Sunday, January 2, 2011

Philip Glass - Music With Changing Parts (1971)














Philip Glass is the man most people immediately think of when they hear the term "minimalist music," and while he was neither the first nor the most minimal of this school of composers, he was the most commercially successful and to the victor go the spoils. In recent years, he has been halfheartedly tossing off film scores while presumably rolling around in his piles of money, but back in the seventies he created some truly innovative and amazing music.

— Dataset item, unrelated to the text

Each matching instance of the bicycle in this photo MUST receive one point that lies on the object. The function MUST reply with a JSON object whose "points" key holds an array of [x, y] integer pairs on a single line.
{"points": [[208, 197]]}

"Music With Changing Parts" is probably my favorite Glass piece from this period. It's an hour long, semi-improvisatory composition for his usual ensemble of woodwinds and keyboard instruments. It has since been dismissed by the composer as "too spacy" but personally, I think it's just spacy enough. It begins with a repetitive figure on a lone electric organ which is then quickly joined by other instruments. What I like about this piece is that it evolves so slowly that unless you are paying very close attention, you will not even notice that anything is changing. If you exerpt any given thrity seconds from the piece, it will sound like the same phrase repeared over and over again, but at the end of five or ten minutes, the music will sound nothing like it did in the beginning.

Although there is constant motion througout its length, the repetition gives the piece a drone like quality and it's easy to be swept away by it. Fans of psychedelia will probably find much to enjoy here. Indeed, the motion of Glass's music is not unlike that of a lava lamp.

The concepts explored here would be further developed on the marathon three-disc set of "Music in Twelve Parts," the principle difference being that that work is divided into twelve distinct sections of approximately twenty minutes each whereas this maintains its continuity for over an hour. Both are essential additions to any collection of minimalist music.